What are the changes required to achieve an equal future for women?

Listen to women and girls and value their contributions. All societies, worldwide, need to value women and girls, giving them equal access to resources and opportunities.

What does International Women’s Day mean to you?

It is a day to seek out and celebrate the achievements of women, to recognise the important role that women play in all sectors of society. This day also reinforces the fact that everyone has a role to play in forging a more gender-balanced world.

Michele Groat, Celebrating International Women's Day

 

Michele Groat

AgriFutures Rice Advisory Panel (Vice chair, outgoing)

Please finish this sentence: Female leaders are…

…natural multitaskers and tend to lead by empowering the team around them rather than welding authority.

What initiatives are you taking to help #womenlead?

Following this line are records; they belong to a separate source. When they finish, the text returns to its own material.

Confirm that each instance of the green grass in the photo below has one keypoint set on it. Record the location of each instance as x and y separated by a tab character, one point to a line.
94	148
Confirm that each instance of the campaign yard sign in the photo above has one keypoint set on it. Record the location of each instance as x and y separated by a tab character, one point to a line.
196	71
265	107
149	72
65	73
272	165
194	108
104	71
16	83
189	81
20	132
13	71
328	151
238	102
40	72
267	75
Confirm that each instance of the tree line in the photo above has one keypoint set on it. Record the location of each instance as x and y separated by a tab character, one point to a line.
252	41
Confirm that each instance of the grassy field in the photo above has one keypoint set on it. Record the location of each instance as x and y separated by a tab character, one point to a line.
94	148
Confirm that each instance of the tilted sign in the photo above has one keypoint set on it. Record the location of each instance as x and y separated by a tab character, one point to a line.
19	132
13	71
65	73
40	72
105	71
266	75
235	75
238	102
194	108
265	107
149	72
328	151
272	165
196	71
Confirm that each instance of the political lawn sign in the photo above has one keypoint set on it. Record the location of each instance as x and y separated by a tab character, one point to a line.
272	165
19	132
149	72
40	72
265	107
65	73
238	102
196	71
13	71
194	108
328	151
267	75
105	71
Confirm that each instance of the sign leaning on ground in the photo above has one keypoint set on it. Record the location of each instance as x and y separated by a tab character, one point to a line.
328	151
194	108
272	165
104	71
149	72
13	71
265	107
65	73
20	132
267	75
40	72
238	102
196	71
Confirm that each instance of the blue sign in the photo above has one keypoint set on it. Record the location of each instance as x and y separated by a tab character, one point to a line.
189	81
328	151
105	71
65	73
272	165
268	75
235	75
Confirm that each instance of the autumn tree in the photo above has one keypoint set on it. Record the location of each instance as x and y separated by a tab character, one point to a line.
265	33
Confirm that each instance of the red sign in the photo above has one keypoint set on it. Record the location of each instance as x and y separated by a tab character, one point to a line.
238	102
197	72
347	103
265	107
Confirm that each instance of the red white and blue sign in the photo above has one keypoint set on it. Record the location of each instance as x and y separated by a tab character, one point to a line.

Ignoring my inner voice that often tells me I can’t do something, stepping up and taking on new challenges and just doing my best and mentoring other women to do the same.

What are the changes required to achieve an equal future for women?

That’s easy – there must be no gender biases – everyone should always be treated equally in all aspects of life.

What does International Women’s Day mean to you?

It’s a celebration of the importance of women – let’s face it without women none of us would be here!

What words of advice would you have for women who may be considering putting their hands up and joining an advisory panel?

Don’t be afraid to step up and take on a role on an advisory board, you can learn by doing and your perspective will be different and valuable.

Susan Klein, Celebrating International Women's Day

 

Susy Klein

AgriFutures Chicken Meat Advisory Panel

Please finish this sentence: Female leaders are...

…contemporary, inclusive, tolerant and resilient

What initiatives are you taking to help #womenlead?

I find peer coaching and mentoring to be very powerful tools to help #womenlead. This is mutually beneficial for both parties – not necessarily as a leader and “leadee” relationship, but as a leadership partnership.

What are the changes required to achieve an equal future for women?  

I think there are different levels of change. Change is not just about big headline moments. The way we talk, think and act every day will embed sustainable cultural change to achieve an equal future for women. Leading by example, self-belief and confidence, challenging the unconscious bias and seeing opportunities not barriers – particularly in stereotypical vocations – are ways we (men and women) can all pursue gender equality.

What does International Women’s Day mean to you?

International Women’s Day to me is an opportunity to reflect, share learnings, embrace new challenges and inspire young women to strive for a rewarding future in the agricultural industry.